Этот вымысел легко перерос в легенды, прославляющие романтику бандитизма в 20-х годах, когда финансовые спекуляции были объявлены большевистским режимом вне закона, и большевики боролись с контрабандой. Буржуазный образ жизни угас, писатели уехали или эмигрировали, кафе превратились в рабочие клубы. В 1926 году город был официально украинизирован (кампания «коренизации»), синагоги закрылись, и последние еврейские сионистские учреждения оказались под запретом. Дальнейшее уничтожение сохранившейся памяти о дореволюционной жизни одесских евреев пришлось на период холокоста, когда Одесса была оккупирована румынами-фашистами, а евреи города были убиты. Исчезновение «еврейской» Одессы породило ностальгию в виде запоздалого постсоветского импульса пожилых одесситов, а также эмигрантов в Ашдоде и на Брайтон-Бич прославлять мифологизированное прошлое, что было зафиксировано в фильме израильского режиссера Михаль Боганим «Одесса, Одесса» (2005). Культурная память Одессы обрела собственную жизнь17: одессизмы и одесские предания наложили свой отпечаток на популярную российскую песню и юмор [Rothstein 2001; Nakhimovsky 2003]. Более того, одесский миф живет в постсоветской художественной литературе, например в романе Ирины Ратушинской «Одесситы» (1998) и в романе Рады Полищук «Одесские рассказы, или Путаная азбука памяти» (2005), а также в эмигрантской и русско-американской литературе [Wanner 2019: 121–144].

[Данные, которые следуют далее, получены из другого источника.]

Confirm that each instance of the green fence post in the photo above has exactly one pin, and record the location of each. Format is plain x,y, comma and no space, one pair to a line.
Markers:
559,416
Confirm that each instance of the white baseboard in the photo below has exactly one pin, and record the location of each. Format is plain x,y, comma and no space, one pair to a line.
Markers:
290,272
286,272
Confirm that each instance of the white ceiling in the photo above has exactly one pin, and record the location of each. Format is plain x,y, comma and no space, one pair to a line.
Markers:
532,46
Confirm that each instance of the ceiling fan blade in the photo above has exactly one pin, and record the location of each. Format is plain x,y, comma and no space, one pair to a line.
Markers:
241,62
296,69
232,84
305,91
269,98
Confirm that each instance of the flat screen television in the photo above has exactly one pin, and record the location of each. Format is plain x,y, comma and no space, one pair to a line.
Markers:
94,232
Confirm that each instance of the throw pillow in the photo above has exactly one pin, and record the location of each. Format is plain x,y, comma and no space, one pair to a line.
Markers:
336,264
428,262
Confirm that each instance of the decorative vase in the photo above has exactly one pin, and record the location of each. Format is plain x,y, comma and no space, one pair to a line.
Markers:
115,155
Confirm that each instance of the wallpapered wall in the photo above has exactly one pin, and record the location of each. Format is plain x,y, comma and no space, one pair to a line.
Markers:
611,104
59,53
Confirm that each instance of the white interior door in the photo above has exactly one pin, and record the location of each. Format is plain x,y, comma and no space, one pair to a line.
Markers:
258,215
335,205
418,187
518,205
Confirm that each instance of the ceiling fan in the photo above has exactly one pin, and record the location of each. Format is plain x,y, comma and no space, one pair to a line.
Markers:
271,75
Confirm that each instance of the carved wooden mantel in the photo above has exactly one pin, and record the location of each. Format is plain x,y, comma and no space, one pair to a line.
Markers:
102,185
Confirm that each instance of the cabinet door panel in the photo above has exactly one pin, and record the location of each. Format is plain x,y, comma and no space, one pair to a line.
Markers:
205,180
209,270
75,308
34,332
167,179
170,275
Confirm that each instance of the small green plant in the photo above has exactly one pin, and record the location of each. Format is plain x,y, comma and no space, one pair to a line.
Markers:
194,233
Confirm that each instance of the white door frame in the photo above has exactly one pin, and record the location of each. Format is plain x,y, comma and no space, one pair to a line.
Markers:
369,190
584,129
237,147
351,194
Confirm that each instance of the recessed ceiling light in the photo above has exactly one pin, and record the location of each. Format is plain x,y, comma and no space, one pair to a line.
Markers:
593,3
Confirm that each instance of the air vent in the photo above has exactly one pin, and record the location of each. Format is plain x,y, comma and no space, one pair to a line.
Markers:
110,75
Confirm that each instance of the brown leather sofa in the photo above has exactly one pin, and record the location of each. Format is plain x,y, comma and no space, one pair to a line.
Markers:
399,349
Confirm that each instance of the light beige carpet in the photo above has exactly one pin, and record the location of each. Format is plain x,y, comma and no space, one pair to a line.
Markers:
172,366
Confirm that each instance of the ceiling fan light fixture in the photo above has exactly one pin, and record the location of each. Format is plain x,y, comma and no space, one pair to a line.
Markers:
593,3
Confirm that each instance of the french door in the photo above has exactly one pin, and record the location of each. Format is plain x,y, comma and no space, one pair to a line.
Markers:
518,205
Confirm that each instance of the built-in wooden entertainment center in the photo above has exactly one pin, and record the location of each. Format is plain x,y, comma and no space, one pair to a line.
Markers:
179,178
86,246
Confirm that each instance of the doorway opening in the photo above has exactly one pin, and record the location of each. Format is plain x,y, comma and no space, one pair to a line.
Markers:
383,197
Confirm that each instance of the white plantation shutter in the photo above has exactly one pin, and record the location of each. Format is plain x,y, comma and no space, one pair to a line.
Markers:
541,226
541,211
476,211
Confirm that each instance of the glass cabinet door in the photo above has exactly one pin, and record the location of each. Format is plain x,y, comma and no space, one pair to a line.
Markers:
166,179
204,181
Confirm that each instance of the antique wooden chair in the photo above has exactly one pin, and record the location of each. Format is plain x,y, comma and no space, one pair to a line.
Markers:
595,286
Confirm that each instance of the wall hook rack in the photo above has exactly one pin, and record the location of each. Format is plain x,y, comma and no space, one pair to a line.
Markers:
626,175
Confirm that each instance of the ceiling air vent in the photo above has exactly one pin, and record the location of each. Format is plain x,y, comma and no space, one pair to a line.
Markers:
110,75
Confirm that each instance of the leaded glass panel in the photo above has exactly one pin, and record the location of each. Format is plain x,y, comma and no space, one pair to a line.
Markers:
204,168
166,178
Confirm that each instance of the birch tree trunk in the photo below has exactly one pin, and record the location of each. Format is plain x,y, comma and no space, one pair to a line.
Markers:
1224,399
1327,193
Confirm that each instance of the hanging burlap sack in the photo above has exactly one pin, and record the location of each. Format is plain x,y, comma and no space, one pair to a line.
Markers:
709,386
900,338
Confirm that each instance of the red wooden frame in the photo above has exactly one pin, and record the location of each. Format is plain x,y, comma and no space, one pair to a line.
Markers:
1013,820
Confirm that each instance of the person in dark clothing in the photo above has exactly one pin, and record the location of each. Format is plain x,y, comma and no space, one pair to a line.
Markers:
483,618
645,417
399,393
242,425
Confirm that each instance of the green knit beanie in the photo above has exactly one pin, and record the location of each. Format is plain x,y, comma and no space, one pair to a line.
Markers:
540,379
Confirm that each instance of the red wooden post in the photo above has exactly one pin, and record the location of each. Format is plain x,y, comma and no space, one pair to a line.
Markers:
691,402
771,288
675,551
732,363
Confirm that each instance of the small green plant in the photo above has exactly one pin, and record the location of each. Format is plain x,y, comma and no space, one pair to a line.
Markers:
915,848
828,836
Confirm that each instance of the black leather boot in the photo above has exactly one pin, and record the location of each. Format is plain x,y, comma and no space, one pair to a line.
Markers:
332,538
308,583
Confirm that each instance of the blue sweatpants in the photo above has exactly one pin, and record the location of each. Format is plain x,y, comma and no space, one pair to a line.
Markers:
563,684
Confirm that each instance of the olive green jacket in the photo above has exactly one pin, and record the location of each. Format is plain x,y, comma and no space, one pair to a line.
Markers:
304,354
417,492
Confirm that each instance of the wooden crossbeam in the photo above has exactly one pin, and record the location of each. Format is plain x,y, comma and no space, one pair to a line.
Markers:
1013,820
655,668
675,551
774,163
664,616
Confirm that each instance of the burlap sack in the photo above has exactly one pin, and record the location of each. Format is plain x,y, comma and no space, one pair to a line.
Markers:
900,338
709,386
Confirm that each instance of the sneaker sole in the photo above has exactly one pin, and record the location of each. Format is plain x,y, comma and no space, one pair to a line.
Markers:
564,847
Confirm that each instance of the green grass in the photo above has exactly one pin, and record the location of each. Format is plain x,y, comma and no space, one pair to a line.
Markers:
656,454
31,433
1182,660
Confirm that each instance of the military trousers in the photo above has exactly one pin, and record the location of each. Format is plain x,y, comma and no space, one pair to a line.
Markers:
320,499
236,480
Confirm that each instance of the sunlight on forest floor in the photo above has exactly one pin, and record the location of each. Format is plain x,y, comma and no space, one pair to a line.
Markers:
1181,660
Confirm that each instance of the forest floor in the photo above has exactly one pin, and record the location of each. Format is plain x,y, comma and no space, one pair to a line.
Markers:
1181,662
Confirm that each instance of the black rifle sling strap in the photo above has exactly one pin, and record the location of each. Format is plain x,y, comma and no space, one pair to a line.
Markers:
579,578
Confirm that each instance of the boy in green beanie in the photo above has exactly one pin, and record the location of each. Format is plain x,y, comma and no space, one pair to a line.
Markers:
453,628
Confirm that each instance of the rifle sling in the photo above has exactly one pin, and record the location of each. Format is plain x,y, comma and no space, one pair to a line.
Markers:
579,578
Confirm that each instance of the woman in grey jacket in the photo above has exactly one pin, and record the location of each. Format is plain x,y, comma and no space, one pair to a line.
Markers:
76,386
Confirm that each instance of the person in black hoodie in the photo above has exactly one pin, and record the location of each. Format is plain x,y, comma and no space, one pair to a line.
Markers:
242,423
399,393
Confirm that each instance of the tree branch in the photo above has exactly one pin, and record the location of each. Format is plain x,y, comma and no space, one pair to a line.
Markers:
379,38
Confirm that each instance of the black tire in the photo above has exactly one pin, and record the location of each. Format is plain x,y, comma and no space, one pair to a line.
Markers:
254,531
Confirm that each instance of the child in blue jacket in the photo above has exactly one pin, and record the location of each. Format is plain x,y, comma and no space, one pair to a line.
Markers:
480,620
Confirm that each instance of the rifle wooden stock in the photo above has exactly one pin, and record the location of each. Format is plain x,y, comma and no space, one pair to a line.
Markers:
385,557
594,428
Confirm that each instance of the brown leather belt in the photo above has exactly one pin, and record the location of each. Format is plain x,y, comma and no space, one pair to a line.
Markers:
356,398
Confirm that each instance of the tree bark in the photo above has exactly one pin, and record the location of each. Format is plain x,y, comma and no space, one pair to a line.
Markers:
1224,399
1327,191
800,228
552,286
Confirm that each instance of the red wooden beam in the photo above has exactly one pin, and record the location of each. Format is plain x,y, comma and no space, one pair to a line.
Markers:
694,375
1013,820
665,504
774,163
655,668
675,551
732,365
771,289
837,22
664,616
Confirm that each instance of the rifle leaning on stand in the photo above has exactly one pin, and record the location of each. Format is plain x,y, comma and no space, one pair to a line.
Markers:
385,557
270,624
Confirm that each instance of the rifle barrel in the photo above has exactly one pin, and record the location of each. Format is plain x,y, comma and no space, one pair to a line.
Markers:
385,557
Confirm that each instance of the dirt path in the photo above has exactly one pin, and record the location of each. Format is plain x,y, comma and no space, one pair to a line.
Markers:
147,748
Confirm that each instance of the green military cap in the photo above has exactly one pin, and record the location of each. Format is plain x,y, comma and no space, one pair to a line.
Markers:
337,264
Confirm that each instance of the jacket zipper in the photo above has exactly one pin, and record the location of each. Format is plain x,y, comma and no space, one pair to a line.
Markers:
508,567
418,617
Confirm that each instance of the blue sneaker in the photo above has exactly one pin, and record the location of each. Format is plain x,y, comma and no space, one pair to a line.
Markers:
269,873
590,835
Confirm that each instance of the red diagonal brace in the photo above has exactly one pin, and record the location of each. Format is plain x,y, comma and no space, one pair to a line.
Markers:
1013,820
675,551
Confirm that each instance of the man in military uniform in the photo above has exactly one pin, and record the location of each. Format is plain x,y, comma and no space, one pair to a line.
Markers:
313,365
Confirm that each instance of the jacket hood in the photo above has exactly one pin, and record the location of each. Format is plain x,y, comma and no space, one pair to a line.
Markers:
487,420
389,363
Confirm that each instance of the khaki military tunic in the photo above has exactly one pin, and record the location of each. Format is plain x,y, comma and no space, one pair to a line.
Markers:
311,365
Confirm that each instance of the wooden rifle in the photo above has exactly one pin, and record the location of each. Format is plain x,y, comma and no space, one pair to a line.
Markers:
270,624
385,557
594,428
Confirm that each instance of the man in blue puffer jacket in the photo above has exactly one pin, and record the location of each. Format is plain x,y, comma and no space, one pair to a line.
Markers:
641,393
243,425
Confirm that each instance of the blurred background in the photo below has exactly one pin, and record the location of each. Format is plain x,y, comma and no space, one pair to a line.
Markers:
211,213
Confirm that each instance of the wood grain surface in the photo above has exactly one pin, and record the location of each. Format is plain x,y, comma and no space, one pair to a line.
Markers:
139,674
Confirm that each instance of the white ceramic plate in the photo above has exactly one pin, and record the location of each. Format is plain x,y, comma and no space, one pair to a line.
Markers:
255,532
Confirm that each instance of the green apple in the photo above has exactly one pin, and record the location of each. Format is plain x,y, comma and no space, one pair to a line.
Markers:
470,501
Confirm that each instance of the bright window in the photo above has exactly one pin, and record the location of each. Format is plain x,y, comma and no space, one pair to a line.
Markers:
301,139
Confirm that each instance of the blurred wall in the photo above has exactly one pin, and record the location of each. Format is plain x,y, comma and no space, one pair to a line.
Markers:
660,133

Одесские предания, литература и язык демонстрируют еще одно измерение межкультурной идентичности в русской прозе Бабеля, ибо эта точка соприкосновения еврейской и русской культур, смешанных с сильным французским, итальянским и другими иностранными влияниями, породила так называемую юго-западную школу русской литературы. К ней относятся и Бабель, и Э. Г. Багрицкий, Ю. К. Олеша, В. М. Инбер, К. Г. Паустовский, Л. И. Славин, В. П. Катаев, а также Ильф и Петров. С начала 1920-х годов эти молодые таланты привносили теплое одесское солнце в московские литературные круги. Собственно, большинство из них приобрели славу именно в 20-е в Москве, где они стали частью литературной волны региональных и экзотических голосов, романтики преступного и подпольного миров. При Сталине такие претензии на независимость литературных групп стали подозрительными и рискованными. Критик-формалист В. Б. Шкловский вскоре был вынужден отречься от своей программной статьи о «юго-западной школе» писателей, которая не соответствовала централизованной схеме партийного контроля над литературой, объявленной на Всесоюзном съезде советских писателей в 1934 году – схеме, становившейся все более нетерпимой к индивидуализму и сепаратизму, не говоря уже о «попутчиках», каковыми были большинство одесситов [Шкловский 1933].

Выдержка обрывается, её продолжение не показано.